La séquence ouverte autour de la motion de défiance visant le Vice-Premier ministre de l’Intérieur met à nu l’une des contradictions les plus préoccupantes du système politique congolais : la collision entre la légalité parlementaire et les réflexes de survie des appareils partisans. Alors que le Règlement intérieur de l’Assemblée nationale verrouille clairement la procédure en disposant qu’aucune signature ne peut être retirée après le dépôt d’une motion, la lettre de désengagement du député Cizungu Ntaboba illustre la puissance des pressions politiques qui s’exercent en marge du droit. En droit, sa signature demeure valable ; en politique, sa rétractation devient le symbole d’une soumission à la hiérarchie partisane qui affaiblit la portée du contrôle parlementaire.
Au cœur de cette affaire, la responsabilité juridique est double. D’abord celle du député, libre dans l’exercice de son mandat au regard de la Constitution, laquelle prohibe tout mandat impératif. Ensuite celle du Bureau de l’Assemblée nationale, qui engagerait sa propre crédibilité institutionnelle s’il tenait compte d’un retrait de signature postérieur au dépôt. Si la motion a été régulièrement enregistrée, elle doit suivre son cours normal, indépendamment des revirements provoqués par les états-majors. C’est précisément pour protéger le Parlement contre les pressions, les marchandages et les retournements de dernière minute que cette règle a été conçue.

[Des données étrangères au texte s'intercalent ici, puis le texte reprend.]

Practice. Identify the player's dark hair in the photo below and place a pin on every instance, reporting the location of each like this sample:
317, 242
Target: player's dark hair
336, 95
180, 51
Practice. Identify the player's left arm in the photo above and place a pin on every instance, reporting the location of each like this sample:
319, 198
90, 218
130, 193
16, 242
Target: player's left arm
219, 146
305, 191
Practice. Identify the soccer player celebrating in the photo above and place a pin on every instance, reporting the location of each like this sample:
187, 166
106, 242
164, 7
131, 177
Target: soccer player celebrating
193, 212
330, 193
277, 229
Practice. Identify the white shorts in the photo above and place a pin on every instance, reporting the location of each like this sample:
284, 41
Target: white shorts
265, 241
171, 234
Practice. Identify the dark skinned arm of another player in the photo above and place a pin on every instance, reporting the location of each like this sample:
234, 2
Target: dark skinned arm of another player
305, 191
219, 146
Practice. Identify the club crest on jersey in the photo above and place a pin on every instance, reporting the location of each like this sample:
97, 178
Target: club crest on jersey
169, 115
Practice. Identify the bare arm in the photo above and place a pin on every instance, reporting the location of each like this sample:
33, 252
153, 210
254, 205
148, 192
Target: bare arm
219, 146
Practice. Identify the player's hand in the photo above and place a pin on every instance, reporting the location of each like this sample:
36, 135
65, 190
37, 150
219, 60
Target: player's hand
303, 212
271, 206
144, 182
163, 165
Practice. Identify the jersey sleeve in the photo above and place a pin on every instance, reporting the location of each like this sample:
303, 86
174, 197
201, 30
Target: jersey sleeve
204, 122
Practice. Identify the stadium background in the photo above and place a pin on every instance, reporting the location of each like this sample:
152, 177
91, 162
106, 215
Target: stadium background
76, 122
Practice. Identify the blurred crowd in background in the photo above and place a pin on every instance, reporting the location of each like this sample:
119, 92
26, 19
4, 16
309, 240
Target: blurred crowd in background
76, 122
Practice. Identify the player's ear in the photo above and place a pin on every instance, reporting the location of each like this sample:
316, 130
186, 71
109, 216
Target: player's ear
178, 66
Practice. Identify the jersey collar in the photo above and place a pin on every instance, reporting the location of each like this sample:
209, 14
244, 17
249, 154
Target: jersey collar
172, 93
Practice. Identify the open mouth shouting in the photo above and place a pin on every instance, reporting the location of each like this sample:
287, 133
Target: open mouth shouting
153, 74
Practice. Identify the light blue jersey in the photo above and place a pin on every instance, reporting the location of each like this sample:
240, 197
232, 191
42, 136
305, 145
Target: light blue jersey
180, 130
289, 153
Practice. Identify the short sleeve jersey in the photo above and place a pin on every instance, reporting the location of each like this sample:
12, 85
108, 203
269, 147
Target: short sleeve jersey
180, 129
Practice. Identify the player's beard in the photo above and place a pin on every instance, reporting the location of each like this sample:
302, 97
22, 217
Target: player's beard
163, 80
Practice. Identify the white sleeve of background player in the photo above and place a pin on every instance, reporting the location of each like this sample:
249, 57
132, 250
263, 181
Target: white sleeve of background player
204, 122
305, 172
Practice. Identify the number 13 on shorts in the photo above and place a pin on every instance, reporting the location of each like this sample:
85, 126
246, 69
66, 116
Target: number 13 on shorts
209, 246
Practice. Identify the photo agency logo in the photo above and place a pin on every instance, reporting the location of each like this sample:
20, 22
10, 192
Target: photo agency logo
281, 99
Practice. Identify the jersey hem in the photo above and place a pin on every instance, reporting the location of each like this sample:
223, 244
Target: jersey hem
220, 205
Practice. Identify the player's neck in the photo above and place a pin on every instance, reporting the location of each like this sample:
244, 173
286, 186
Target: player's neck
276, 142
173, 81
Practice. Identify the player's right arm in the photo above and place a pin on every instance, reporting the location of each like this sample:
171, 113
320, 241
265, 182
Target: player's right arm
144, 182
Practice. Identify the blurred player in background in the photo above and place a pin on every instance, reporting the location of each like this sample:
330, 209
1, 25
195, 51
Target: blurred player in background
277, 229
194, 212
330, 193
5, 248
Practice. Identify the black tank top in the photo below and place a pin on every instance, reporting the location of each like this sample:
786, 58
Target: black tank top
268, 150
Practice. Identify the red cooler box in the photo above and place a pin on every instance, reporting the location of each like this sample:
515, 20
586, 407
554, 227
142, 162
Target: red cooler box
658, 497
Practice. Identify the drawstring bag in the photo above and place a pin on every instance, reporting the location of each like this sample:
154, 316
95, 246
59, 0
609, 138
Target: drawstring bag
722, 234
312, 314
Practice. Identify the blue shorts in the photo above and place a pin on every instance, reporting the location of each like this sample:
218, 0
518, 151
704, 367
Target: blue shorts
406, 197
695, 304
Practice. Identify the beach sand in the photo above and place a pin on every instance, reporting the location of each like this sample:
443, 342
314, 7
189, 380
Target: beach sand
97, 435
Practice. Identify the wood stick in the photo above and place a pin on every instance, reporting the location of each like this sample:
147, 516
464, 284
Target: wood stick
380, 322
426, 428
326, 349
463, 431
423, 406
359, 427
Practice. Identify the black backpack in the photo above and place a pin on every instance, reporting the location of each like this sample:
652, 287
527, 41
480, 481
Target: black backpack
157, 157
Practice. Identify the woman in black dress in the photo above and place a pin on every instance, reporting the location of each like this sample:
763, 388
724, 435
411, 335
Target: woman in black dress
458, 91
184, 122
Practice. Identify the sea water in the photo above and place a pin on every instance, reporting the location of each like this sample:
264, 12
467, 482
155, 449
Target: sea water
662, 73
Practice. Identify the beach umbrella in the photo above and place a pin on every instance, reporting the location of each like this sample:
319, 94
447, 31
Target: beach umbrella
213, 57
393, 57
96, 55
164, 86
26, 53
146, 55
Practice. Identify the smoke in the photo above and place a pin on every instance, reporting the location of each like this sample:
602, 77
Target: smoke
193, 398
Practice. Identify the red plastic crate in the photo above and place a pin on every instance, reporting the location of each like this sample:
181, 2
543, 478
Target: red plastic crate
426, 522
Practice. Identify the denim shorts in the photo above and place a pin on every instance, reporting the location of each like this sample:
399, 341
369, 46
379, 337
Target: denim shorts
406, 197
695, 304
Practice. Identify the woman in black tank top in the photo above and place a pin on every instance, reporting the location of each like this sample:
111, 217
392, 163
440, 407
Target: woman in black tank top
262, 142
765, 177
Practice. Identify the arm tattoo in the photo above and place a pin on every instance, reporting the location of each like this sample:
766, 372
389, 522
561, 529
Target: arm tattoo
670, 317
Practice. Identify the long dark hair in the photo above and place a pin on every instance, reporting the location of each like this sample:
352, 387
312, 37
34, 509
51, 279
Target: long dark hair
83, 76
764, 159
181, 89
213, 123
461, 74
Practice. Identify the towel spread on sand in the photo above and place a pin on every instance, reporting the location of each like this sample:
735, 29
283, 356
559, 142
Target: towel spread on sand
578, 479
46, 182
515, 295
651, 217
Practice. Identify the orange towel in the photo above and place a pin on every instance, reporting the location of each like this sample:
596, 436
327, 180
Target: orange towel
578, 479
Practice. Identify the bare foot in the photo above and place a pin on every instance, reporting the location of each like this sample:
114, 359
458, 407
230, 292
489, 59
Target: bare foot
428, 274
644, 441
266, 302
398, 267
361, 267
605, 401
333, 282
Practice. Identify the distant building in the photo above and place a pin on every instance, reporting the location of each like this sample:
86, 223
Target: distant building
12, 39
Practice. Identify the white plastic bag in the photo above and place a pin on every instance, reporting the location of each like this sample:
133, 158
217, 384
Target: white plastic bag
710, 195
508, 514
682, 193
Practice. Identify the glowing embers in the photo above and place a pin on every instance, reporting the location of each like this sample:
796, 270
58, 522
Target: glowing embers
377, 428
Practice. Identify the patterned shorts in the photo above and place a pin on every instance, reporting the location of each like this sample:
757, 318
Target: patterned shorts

Mais au-delà du droit, c’est l’image même de l’institution parlementaire qui se trouve exposée. Lorsqu’un député renonce à une initiative de contrôle non pour des raisons de fond, mais faute d’avoir obtenu le “quitus” de son regroupement, l’opinion publique assiste à une scène désastreuse : celle d’un Parlement dont les actes semblent moins guidés par l’intérêt national que par les équilibres internes de la majorité. La Chambre basse cesse alors d’apparaître comme un contre-pouvoir autonome et renvoie l’image d’une institution vulnérable aux injonctions partisanes.
Dans le cas de l’AFDC-A, il s’agit davantage de la posture d’un parti — ou d’un leadership — qui semble redouter l’érosion de son influence au sein de la majorité au pouvoir. Derrière l’invocation de la discipline partisane et de la soumission à la ligne de l’Union sacrée, le regroupement donne l’impression d’un acteur politique fragilisé, comme un enfant à qui l’on a tapé sur les doigts et qui craint désormais toute contradiction avec les ténors de la majorité. Cette attitude traduit moins une exigence de cohérence interne qu’une peur de se retrouver davantage marginalisé dans les centres de décision.
Cette posture éclaire avec brutalité le jeu du pouvoir en RDC : les mécanismes institutionnels sont souvent célébrés lorsqu’ils servent un camp, puis combattus dès qu’ils menacent ses positions au sein de la majorité. La motion parlementaire, pourtant prévue comme un outil normal de contrôle du gouvernement, se transforme ainsi en test de loyauté politique. L’élu n’est plus seulement jugé sur la pertinence de son initiative, mais sur sa capacité à rester aligné avec les consignes de l’Union sacrée, au risque de vider de sa substance la séparation des pouvoirs.
Au final, cette affaire dépasse largement le sort d’un ministre ou d’un député signataire. Elle raconte la difficulté persistante de la démocratie congolaise à faire primer la norme sur la consigne, l’institution sur l’autorité morale et la liberté du mandat sur la discipline de coalition. Tant que les partis continueront à traiter l’action de contrôle parlementaire comme une faute politique, le Parlement congolais peinera à s’imposer comme le véritable gardien de l’équilibre républicain. Ce qui se joue ici, au fond, ce n’est pas seulement une motion de défiance, mais la crédibilité même de l’État de droit en RDC.